The delegation would not expand federal authority, established and limited by the Energy Policy Act of 2005, but rather would simplify and consolidate in a single form federal actions mandated by Congress, FERC said.

But in a letter submitted to the DOE on Thursday, NARUC said these proposals, “seemingly offered as a means to remove transmission-development barriers, actually inhibit new power lines by creating uncertainty, harming State and federal relations, and provoking litigation.”

“To the extent that this proposal is motivated by a desire to reduce barriers to transmission, it fails,” NARUC Executive Director Charles Gray wrote. “It relies on a tortured reading of the statute that would cause uncertainty, litigation, damage to State and federal relations, and delays in transmission development.”

Right now, the law states that FERC can only exercise this authority if a state does not act on a power-line project in one of these zones within one year after having been proposed, NARUC explained. The U.S. Court of Appeals for the 4th Circuit in Richmond already has ruled specifically that FERC does not have authority under EPACT to overrule decisions by state regulators to reject the siting of new power lines in their states.

“Despite the conditions in the law and interpretations by the court, FERC and DOE are considering an electric-power industry developed proposal that greatly expands the commission’s authority,” NARUC claimed. Under the proposal, DOE would cede its authority to designate transmission corridors to FERC, with the commission then proposing to reinterpret the law by determining corridors on a project-by-project basis. “If Congress had intended this, they would have simply given this authority to FERC in the first place,” Gray wrote.

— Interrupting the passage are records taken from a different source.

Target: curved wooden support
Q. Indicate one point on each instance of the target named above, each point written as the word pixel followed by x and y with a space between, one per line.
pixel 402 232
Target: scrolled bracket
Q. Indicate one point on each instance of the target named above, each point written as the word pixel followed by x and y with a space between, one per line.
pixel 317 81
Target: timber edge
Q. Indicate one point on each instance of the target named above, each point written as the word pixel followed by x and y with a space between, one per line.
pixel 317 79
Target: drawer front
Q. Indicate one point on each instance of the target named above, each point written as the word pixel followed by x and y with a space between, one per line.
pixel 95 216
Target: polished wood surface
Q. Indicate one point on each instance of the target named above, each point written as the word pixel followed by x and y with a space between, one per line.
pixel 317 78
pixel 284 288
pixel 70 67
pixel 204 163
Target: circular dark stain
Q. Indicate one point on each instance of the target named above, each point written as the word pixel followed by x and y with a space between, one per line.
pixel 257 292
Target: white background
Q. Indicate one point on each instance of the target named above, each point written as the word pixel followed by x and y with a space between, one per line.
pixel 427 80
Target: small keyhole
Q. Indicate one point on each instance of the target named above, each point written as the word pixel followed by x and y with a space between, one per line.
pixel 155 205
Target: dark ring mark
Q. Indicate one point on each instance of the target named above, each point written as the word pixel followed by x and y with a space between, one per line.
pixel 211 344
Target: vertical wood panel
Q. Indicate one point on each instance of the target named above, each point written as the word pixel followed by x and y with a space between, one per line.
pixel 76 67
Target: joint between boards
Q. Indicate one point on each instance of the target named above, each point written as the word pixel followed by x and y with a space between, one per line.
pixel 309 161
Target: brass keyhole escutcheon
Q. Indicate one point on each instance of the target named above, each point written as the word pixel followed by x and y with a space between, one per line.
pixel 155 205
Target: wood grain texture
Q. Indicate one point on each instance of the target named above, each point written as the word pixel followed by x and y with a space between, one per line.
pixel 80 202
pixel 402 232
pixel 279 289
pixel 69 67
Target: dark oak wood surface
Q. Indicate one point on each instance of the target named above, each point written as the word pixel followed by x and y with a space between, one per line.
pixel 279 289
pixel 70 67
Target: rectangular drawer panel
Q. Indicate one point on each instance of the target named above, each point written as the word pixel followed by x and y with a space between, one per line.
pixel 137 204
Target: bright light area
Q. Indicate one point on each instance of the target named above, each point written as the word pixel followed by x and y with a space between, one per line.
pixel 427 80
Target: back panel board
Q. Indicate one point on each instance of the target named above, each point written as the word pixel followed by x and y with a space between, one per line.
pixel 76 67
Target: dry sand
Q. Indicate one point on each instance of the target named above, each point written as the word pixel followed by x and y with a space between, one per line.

Rather than reinterpreting the law, DOE and FERC should focus on existing regional planning efforts paid for by taxpayers in the American Recovery and Reinvestment Act, he added “The DOE-supported interconnection-wide planning efforts are a perfect example of constructive transmission study and planning,” Gray said. “This proposed delegation threatens to elevate backstop siting over planning and analysis, and does so in a time when federal resources should be dedicated to coordinating efforts funded by taxpayers that are already underway.”